When word got out that the Treaty Oak was intentionally poisoned, people from all over the world responded with alarm and offers of help. Out of concern, people left money, letters and prayers at the foot of the oak.
H. Ross Perot gave a blank check to investigate the attempted murder of the tree. In addition to tree experts, the Austin Police Department assigned a well-respected detective to the investigation.
It wasn’t long before a credible witness came forward stating that a man she carpooled with might be the culprit. She alleged that he had confided that a woman he had fallen in love with did not feel the same about him. *
Furthermore, he allegedly said that he had learned from a book on witchcraft that his love for this woman could be diminished by killing a living thing. He went on to tell her that he was planning to kill the largest living thing that he knew in the area.
The Treaty Oak certainly fit the bill as the largest living thing in Austin. The police wired her up, and she was able to get the evidence needed to arrest the suspect. He was found guilty and spent three years in prison.

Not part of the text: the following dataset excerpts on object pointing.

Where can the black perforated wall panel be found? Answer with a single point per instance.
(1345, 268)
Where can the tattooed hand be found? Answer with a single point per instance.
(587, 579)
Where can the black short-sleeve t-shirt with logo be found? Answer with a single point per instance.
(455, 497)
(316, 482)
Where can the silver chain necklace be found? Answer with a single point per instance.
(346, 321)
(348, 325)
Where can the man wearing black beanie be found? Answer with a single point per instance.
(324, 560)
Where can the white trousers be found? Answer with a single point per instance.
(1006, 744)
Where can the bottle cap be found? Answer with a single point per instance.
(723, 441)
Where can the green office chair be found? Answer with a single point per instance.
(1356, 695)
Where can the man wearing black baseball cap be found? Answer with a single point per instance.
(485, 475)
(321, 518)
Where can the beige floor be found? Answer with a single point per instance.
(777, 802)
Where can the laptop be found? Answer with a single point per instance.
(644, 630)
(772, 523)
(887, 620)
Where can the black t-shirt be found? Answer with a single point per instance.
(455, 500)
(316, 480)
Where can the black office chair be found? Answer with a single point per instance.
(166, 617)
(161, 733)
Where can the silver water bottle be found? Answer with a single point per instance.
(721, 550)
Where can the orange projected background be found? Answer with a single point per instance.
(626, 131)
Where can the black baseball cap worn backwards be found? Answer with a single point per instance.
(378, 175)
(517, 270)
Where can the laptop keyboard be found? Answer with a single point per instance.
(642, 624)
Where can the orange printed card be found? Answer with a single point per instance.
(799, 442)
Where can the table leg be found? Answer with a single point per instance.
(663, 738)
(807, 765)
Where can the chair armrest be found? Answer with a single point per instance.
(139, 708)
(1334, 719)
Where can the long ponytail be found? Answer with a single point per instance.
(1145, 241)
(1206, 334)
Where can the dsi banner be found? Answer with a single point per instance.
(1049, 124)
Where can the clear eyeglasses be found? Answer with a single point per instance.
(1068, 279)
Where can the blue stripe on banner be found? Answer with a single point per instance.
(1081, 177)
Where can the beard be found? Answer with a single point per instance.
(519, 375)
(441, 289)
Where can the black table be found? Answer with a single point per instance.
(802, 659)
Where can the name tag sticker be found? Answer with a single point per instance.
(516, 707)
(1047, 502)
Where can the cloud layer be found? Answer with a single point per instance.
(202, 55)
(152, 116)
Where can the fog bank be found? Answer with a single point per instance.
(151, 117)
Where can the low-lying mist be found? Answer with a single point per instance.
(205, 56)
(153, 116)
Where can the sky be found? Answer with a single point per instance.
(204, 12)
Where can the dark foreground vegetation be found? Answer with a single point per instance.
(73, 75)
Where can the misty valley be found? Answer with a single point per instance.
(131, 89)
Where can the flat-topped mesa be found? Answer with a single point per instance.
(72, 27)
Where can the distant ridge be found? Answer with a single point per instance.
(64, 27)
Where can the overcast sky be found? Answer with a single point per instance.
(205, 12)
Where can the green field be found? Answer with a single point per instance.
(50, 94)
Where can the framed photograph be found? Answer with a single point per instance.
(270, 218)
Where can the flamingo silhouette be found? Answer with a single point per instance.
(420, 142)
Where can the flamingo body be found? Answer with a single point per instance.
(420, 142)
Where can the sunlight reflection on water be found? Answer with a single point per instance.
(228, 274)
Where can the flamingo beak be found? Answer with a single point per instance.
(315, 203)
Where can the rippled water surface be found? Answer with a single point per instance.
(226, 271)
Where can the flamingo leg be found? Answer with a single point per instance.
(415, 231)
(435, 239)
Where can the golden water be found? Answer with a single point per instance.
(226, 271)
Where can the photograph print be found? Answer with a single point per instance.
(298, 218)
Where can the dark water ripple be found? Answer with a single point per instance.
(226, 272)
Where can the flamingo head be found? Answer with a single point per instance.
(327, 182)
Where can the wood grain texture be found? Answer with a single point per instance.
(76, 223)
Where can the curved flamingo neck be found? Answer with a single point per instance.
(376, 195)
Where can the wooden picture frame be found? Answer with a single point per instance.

To serve his own convoluted and misguided needs, the vandal was willing to sacrifice a revered historical site, a piece of living history.
Protecting beauty from political assassination
Several decades ago I was privileged to see something of beauty in a mountainous area of China that no foreigner had seen before. I was escorted up a steep mountainside and we entered a large cave.
What I saw hidden away in that cave took my breath. Standing in a long row against the cave’s back wall were towering statues of Confucius, Lao Tzu, a golden Buddha, and other notable Chinese philosophers.
These were religious relics of pre-communist China, hidden away from prying eyes since 1949. It was clear that the figures were meticulously cared for; they gleamed, even in the dim light of the cave.
I asked what would happen to the statues if the authorities learned of their existence. Without a moment’s hesitation, my escort told me that they would be unceremoniously destroyed and the people who cared for them would be punished.
“If there were a lottery allowing someone the opportunity to kill the last living White Rhino, the line to buy tickets would stretch around ten city blocks.” ~ Anonymous
* The bizarre story of a man who tried to murder a 600-year-old tree. CNN Gopal, Robibero, and Yim.